Manuel Axel Strain
Smudging The English Dictionary
June 14 – August 29, 2021
Manuel Axel Strain is a non-binary 2-Spirit artist of xʷməθkwəy̓əm (Musqueam), Simpcw and Inkumupulux ancestry who currently lives on the stolen, sacred and ancestral homelands and waters of the sq̓əc̓iy̓aɁɬ təməxʷ (Katzie) and Kwantlen peoples.
Strain uses their art practice to confront and undermine the imposed realities of colonialism, proposing a new space beyond oppressive systems of power. The photographic work Smudging the English Dictionary (2021) bears witness to the ongoing intergenerational trauma associated with the attempted erasure of Indigenous bodies, languages, ceremonies and medicines at the hands of settler colonialists in so-called Canada. Smudging is a sacred ceremony that many Indigenous peoples practice. This often involves the burning of plants like sage, sweetgrass, cedar and tobacco to cleanse and purify people and places. In this work Strain is smudging with sage picked by their mother in their Secwepemcúl’ecw (Secwépemc) homelands. By reclaiming ancestral ceremony and cleansing a politically charged lexicon, Strain honours the resiliency of Indigenous people and makes space for healing and resistance.
The work Smudging the English Dictionary was presented congruently with the exhibition Teiakwanahstahsontéhrha’ | We Extend the Rafters by Skawennati, a Kanien’kehà:ka (Mohawk) artist. By grounding their work in the wisdom of their ancestors, Strain cleanses the past and witnesses present injustices, while Skawennati speaks to the reclamation and futurity of Indigenous languages, histories and traditions across Turtle Island.

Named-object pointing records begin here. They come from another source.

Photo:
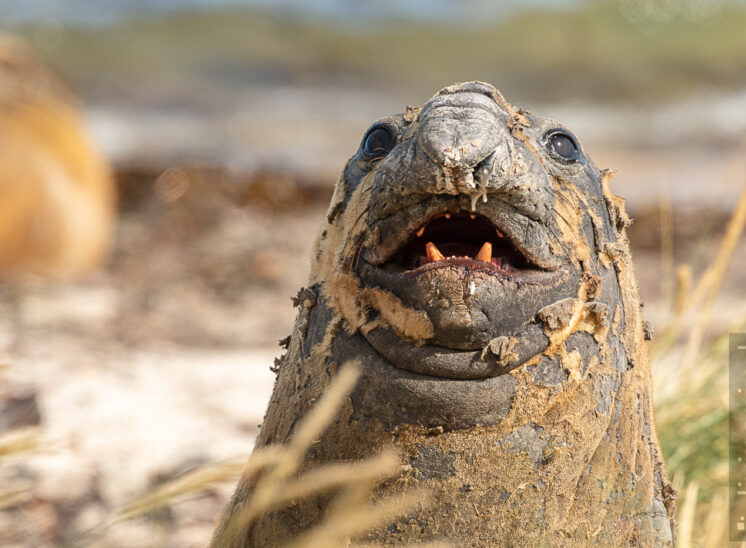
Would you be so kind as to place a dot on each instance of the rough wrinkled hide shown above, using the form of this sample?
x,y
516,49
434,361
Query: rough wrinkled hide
x,y
518,387
57,205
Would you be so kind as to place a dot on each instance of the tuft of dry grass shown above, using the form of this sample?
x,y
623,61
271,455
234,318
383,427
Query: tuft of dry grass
x,y
692,403
278,481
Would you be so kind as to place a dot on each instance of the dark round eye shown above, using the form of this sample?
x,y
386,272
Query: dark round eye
x,y
562,146
378,142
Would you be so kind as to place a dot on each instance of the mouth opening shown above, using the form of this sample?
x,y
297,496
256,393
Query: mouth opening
x,y
465,239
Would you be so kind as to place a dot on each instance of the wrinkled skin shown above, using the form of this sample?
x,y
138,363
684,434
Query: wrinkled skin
x,y
517,389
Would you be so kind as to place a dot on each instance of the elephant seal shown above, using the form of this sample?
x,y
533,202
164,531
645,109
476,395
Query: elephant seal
x,y
58,198
474,261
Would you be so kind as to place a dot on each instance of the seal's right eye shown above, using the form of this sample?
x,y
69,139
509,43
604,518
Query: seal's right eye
x,y
378,142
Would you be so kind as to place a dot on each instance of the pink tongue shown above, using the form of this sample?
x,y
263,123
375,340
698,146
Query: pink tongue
x,y
456,249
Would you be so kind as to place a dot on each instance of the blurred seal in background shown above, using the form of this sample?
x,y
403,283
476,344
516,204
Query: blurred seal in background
x,y
57,192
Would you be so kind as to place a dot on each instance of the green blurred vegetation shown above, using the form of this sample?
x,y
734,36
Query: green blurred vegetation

About the Artist | Manuel Axel Strain
Manuel Axel Strain often creates artworks in collaboration with their relatives. This connection to kin is a source of agency that flows through their art practice, as they work with the land and across performance, painting, sculpture, photography, video, sound and installation. References to the artist’s lived experiences emerge in their artworks, tackling subject matter like resource extraction, gender, Indigenous medicine, Indigeneity, labour and Strain’s ancestral and community ties to the land.
Strain is a participant in Evergreen Cultural Centre’s inaugural Emerging Creators Incubator as well as the exhibition (Re)visions, taking place at the Art Gallery at Evergreen in August 2021. They have exhibited work in Capture Photography Festival, Vancouver, and have shown work at the Vancouver Art Gallery and Surrey Art Gallery, as well as at more distant places across Turtle Island. Strain attended Emily Carr University of Art + Design, Vancouver, but prioritizes Indigenous epistemologies through the embodied knowledge of their mother, father, siblings, cousins, aunties, uncles, nieces, nephews, grandparents and ancestors.